The compatibility matrix will be provided through the documentation as part of the pre-release documentation update and via the future web site.

We will publish ironic-python-agent images corresponding to all stable branches, named and intermediate (currently images are only published for named branches) and provide instructions on how to build customized images based on a certain branch or release.

Security impact

Supported intermediate releases will also receive security bug fixes.

Other end user impact

See Other deployer impact.

Scalability impact

None

Performance Impact

None

Other deployer impact

Deployers will have faster access to new features if they opt for using intermediate releases.

Developer impact

No direct impact. The Deprecation policy is not changed.

Implementation

Assignee(s)

The whole team is expected to be responsible for executing this plan, the primary assignee(s) will coordinate it.

Primary assignee:

Dmitry Tantsur (@dtantsur, dtantsur@protonmail.com)

Work Items

  • Discuss this document with the release team and the TC. Make necessary adjustments to our deliverables in the release repository.
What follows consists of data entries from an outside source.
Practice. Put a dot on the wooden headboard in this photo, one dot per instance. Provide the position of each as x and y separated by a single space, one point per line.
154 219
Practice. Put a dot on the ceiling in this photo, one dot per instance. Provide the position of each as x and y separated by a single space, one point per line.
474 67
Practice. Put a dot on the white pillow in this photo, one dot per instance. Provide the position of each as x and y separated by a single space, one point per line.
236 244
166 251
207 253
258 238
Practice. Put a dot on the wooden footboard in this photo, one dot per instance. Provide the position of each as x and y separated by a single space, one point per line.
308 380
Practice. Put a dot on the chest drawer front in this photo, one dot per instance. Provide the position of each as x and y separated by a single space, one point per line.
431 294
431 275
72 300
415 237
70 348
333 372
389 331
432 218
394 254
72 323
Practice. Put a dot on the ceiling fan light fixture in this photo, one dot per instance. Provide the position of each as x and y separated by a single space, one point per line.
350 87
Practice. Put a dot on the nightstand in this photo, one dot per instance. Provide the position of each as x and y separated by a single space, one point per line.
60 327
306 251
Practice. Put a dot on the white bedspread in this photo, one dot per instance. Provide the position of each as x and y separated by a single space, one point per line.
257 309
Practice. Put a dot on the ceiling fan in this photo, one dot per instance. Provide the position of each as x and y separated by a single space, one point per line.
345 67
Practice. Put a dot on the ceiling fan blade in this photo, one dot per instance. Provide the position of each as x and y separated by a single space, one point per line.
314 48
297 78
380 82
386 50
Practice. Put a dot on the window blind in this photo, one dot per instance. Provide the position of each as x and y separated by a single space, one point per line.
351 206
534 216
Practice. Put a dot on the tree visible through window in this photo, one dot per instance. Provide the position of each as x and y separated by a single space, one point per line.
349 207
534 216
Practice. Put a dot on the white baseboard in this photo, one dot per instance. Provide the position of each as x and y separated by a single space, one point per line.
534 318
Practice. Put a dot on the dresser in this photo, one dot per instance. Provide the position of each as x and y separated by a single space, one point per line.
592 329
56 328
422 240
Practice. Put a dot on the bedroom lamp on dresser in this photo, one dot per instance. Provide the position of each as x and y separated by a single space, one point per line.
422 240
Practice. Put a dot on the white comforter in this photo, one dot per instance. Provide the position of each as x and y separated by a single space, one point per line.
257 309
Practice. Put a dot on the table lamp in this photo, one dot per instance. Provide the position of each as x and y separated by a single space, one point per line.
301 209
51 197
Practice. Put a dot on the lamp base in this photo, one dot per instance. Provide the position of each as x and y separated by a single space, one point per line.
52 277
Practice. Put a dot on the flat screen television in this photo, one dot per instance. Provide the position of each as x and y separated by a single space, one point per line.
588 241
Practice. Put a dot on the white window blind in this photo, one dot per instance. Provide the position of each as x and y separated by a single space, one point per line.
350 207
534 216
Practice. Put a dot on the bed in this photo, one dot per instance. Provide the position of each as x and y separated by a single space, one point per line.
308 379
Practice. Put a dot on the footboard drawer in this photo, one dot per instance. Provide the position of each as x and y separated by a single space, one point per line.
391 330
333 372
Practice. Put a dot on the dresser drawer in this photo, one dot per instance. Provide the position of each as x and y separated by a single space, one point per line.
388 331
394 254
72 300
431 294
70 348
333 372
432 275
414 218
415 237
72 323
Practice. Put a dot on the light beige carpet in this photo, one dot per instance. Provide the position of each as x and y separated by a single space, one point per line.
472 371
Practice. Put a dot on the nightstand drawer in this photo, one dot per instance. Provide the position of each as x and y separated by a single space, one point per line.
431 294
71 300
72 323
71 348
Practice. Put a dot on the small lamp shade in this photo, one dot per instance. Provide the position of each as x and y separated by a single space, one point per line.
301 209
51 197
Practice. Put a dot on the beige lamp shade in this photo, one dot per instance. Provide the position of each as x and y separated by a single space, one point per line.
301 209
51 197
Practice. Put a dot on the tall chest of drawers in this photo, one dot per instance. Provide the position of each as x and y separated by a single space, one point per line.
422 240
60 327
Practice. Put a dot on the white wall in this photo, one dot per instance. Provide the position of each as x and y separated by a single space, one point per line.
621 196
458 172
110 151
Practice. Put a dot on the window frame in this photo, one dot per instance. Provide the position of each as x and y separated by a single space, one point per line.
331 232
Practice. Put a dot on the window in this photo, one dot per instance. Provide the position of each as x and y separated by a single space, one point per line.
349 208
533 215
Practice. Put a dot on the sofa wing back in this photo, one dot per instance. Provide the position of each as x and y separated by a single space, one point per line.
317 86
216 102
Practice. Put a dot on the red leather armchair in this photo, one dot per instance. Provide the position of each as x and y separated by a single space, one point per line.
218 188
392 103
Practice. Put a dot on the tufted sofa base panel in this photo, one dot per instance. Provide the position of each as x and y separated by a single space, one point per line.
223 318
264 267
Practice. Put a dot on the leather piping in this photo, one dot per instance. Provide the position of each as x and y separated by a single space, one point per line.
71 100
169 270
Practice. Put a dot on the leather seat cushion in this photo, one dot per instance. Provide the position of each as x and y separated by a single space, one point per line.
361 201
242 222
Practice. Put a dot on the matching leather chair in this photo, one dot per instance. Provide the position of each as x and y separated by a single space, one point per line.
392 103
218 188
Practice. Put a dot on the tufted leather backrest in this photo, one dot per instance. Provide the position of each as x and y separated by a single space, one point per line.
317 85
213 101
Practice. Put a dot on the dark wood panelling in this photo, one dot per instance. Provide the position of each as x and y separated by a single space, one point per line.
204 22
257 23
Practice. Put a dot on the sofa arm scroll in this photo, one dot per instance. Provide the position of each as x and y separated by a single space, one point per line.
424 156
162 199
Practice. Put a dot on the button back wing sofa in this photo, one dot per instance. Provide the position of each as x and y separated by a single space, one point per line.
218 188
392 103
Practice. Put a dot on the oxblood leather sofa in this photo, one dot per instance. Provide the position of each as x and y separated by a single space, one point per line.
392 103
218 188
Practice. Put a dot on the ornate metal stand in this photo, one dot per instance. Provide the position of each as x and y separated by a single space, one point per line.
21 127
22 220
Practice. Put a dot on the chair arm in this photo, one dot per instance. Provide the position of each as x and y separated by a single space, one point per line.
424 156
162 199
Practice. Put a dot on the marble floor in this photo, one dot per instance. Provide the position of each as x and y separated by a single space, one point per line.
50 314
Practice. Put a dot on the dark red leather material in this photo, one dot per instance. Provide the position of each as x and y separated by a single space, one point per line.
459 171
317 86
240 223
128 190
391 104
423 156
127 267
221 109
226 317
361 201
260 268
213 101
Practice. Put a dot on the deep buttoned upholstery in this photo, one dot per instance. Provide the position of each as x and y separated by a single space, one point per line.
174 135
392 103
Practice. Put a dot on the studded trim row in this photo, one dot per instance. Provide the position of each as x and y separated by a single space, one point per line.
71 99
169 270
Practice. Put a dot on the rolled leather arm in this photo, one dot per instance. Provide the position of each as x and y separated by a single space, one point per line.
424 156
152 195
  • Update the releasing documentation and publish our release schedule.

  • Create new CI jobs as described in Testing.

  • Start publishing ironic-python-agent images from non-named stable branches (may work out-of-box).
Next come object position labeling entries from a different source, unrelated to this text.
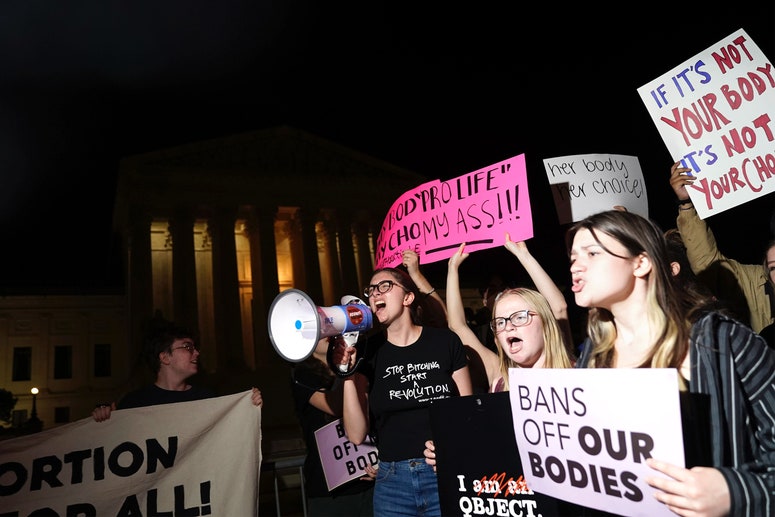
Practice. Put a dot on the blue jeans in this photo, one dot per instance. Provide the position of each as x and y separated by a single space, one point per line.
406 487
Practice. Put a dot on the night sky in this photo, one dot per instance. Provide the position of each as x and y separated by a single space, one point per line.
440 91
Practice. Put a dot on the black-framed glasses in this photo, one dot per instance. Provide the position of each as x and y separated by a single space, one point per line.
188 347
517 319
382 287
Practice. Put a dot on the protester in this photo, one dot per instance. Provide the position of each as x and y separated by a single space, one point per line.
621 273
173 356
410 366
317 394
432 309
521 344
528 327
750 286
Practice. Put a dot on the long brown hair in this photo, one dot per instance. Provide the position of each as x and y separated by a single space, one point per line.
665 307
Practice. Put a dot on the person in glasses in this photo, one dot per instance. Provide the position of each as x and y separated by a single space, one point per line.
407 366
530 328
173 356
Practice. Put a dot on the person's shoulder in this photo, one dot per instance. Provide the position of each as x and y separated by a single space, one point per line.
723 330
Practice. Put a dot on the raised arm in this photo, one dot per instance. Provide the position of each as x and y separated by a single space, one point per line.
456 317
434 310
355 408
544 284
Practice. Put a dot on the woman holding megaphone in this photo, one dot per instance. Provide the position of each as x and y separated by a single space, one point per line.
408 367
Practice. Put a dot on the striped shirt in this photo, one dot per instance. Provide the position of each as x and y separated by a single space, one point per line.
736 369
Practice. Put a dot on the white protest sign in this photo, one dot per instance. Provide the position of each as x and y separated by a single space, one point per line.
342 460
585 184
190 458
584 434
714 113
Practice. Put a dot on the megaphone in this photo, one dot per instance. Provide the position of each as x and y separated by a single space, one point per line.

  • Update Bifrost to support installing components from latest published releases.

Dependencies

None

Testing

Two new family of the CI jobs will be introduced:

  • Intermediary upgrade jobs on ironic and ironic-inspector, testing upgrade from the last intermediate release branch.

  • Backwards compatibility job on ironic-python-agent to test every commit against the previous named releases of ironic and ironic-inspector (e.g. during the Victoria cycle ironic-python-agent is tested against stable/ussuri of ironic and ironic-inspector).

Third party CI jobs are expected to run on the intermediate branches the same way as they would on master. As soon as support for a specific branch is over, the 3rd party CI jobs may be turned off for it. Since we are only going to accept high and critical bug fixes to new branches, only minor load increase is expected on 3rd party CI systems.

Upgrades and Backwards Compatibility

See Stable branches and upgrades and Testing.

Documentation Impact

To make intermediate releases obviously consumable, we will need a new web site focused around standalone ironic. It will display the latest versions of the components and ironic-python-agent images, point at the way to consume them and provide documentation for each minor or major release.

The releasing documentation will be updated to follow this model.